Altre misure poco probabili? Riguardo all’introduzione di altre misure, quali acquisti di titoli corporate o un’estensione degli acquisti al debito degli enti locali, non può escludersi del tutto ma è assai poco probabile dal momento che Draghi lo scorso 21 novembre ha ribadito ancora una volta che l’APP è caratterizzato da un grado di flessibilità adeguato a contrastare il rischio di ritorno più lento dell’inflazione verso il 2%.

In conclusione, riteniamo che lo scenario più probabile sia:

1) L’annuncio di un taglio di almeno 10 punti base del tasso sui depositi o di tagli modulati in base al livello delle riserve in eccesso in modo da incentivarne la circolazione.
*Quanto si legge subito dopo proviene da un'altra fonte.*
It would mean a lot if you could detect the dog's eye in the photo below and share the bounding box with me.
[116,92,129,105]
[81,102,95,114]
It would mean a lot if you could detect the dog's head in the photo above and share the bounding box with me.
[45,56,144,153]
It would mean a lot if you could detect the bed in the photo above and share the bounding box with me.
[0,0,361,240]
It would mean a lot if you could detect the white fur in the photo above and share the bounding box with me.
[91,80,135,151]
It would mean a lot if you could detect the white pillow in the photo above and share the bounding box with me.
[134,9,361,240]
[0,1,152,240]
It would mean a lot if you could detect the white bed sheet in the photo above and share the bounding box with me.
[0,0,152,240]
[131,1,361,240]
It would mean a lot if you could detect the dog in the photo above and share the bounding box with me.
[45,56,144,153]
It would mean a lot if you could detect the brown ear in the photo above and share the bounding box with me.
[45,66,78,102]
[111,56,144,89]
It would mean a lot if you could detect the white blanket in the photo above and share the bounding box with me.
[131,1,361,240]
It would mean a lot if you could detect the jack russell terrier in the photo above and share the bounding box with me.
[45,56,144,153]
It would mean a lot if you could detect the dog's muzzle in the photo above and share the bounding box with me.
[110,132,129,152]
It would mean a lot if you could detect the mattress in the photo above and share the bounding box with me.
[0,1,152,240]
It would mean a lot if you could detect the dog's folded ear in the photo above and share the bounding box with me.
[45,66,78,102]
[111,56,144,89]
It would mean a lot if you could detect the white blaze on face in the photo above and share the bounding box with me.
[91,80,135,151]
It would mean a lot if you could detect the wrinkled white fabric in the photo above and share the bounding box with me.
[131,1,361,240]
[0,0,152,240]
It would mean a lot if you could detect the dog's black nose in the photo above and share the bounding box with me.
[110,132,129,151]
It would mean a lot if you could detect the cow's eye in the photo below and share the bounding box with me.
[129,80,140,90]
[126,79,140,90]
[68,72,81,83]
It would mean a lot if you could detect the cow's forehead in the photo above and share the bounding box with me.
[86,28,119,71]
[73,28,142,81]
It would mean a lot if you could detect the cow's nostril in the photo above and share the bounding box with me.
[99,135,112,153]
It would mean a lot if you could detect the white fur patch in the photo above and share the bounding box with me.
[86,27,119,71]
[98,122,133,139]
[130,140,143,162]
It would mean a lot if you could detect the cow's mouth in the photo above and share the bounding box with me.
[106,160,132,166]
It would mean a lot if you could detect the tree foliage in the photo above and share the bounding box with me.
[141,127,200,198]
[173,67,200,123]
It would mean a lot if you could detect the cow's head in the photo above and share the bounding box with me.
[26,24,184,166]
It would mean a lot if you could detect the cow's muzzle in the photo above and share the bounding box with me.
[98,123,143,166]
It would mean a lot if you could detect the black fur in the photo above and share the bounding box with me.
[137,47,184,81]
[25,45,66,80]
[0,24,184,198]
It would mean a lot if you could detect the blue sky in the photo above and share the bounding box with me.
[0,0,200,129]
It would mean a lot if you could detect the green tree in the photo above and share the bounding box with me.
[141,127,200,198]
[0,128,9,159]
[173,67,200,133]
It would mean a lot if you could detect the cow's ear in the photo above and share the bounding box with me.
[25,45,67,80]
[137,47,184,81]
E’ possibile che la BCE tagli il refi almeno a zero se non in territorio marginalmente negativo.

2) Nel contempo, la BCE formalizzerà l’estensione dell’APP oltre settembre 2016 riservandosi, però, di comunicare più avanti a quale ritmo continueranno gli acquisti dopo settembre 2016, una volta acquisite maggiori informazioni sulle prospettive per crescita e ritorno dell’inflazione verso il 2%. La combinazione del taglio del tasso sui depositi e la formalizzazione dell’estensione dell’APP oltre settembre prossimo, anche se con modalità operative da definire in base all’evolvere dello scenario, dovrebbe essere sufficiente a soddisfare le attese e a mantenere i tassi di mercato monetario su livelli record fino a fine 2017 e ad estendere la divergenza tra tassi governativi a medio-lungo termine area euro e tassi Stati Uniti.

La politica monetaria è arrivata al limite. L’annuncio di maggiore stimolo monetario da parte della BCE a dicembre è sicuramente positivo dato il permanere dell’incertezza sulla capacità della ripresa di autosostenersi. Aggiustamenti della politica monetaria potrebbero contribuire ad estendere la divergenza tra tassi di interesse americani e tassi governativi area euro a medio e lungo termine. Questo ha delle implicazioni positive per il rifinanziamento dei governi in particolare nella periferia. Tuttavia, va considerato che le misure di dicembre sono molto probabilmente degli aggiustamenti finali alla politica monetaria che ha visto trasformazioni ed avanzamenti di notevole portata storica e politica dall’insediamento di Draghi. Il ritorno dell’area euro a tassi di crescita più sostenuti nel medio periodo dipende dalle azioni dei governi e dal processo di trasformazione nazionale e sovranazionale che saranno in grado di imprimere alle economie area euro e alla gestione delle politiche fiscali nel medio periodo. La BCE garantirà tassi bassi ancora molto a lungo per rendere l’aggiustamento strutturale meno costoso.